The Encore Vision company conducted a prospective, double-blind, randomized, multicenter, placebo-controlled phase I/II study in humans with the compound EV06 (LACE). Patients between 45 and 55 years received treatment for 90 days with 1.5% EV06 every 12 hours in the treatment group (75 patients) and placebo treatment in the control group (25 patients). The drug was well tolerated, did not induce changes in distance visual acuity and no adverse effect was detected. There was a statistically significant improvement in near visual acuity with correction for far¹⁷.

Probably, among the medical treatments with eye drops, this approach of softening the lens is the one that makes the most sense and has more possibilities of success, since it deals with the cause of the problem, unlike the treatments that try to induce miosis. However, studies with more patients and longer term will be needed before their clinical application.

2. PULSED MICRO-ELECTROSTIMULATION OF THE CILIARY MUSCLE

Very recently, the results of a study on a new non-invasive alternative to reestablish accommodation in patients with incipient presbyopia have been published: the pulsed micro-electrostimulation of the ciliary muscle¹⁸. This technique intends that the muscle recovers its contraction and power, in the same way that it has been seen that the pulsed electrostimulation has a beneficial effect on other atrophic muscles.

In the prospective and non-randomized study, 27 emmetropic patients aged 40 to 51 years and 13 control patients were included. The protocol included 4 sessions of pulsed micro-electrostimulation (2 seconds on; 6 seconds off) with 26 mA for 8 minutes, with an interval of 2 weeks. For this, the Ocufit medical device (Sooft, Montegiorgio, Italy) was used. It consists of special contact lenses, and a generator, to which they connect. The treatment was performed under topical anesthesia. The device consists of a 20 mm polycarbonate scleral contact lens equipped with four microelectrodes placed 3.5 mm outside the limbus area, corresponding to the region of the ciliary body. The four electrodes are connected to the electric generator. During the 8 minutes of treatment 60 cycles of electrostimulation are applied.

At the end of the procedure, two drops of steroid and antibiotic combination are instilled, and no other treatment is necessary. The treatments are performed sequentially in either eye during the same session. The postoperative examinations were carried out two weeks after each treatment and therefore, the last one, two months after the beginning.

Improvement in near vision and in the reading speed was observed without correction, compared to the preoperative values. In the control group all measurements were similar to preoperative. Examination by ultrasonic bio-microscopy showed an increase in the thickness of the lens during the accommodation and a decrease in its anterior and posterior curvature radii.
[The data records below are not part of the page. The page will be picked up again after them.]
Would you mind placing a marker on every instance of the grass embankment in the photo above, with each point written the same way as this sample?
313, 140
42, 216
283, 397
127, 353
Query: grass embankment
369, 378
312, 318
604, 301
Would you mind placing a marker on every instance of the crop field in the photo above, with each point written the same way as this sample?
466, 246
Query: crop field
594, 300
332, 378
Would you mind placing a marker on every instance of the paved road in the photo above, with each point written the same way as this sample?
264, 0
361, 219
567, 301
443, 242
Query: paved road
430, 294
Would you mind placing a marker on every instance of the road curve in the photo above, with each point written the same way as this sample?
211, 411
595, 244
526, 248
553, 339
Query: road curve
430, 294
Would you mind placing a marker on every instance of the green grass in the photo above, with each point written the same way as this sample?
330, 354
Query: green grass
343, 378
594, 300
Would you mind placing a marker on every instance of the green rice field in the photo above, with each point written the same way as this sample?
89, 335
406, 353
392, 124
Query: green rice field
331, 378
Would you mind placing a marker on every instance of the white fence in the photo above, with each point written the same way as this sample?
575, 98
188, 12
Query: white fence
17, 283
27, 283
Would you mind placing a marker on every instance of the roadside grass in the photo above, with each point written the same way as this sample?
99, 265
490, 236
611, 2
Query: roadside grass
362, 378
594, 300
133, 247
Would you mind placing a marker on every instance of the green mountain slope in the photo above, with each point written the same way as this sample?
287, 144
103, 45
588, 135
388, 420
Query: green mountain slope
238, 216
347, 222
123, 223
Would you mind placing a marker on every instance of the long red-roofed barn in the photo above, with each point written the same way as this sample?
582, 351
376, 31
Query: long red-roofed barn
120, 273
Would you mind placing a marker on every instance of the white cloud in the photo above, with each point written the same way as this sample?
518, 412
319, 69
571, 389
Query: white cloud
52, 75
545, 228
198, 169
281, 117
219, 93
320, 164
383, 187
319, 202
A questionnaire on satisfaction at the last exploration showed a 96.3% satisfaction. The only adverse effect detected was ocular dryness shortly after the procedure, which resolved 48 hours later with artificial tears.

The published study is the first and only of its kind that has been performed, although the effects of electrostimulation to reduce intraocular pressure were already known^19,20. More studies will be required to optimize the parameters of the sessions. In the case of stimulating a muscle, it is expected that the treatment will be applied in young presbyopic patients, who still do not have a totally rigid crystalline lens. And because it is a passive stimulation, it will be necessary to repeat the sessions with a pattern adjusted to the individual response of each patient.

The possibility of associating this treatment that stimulates muscle contraction with medical treatment with lipoic acid eye drops that soften the crystalline lens has been proposed, resulting in a synergic treatment at least theoretically, since there is no experience with this association.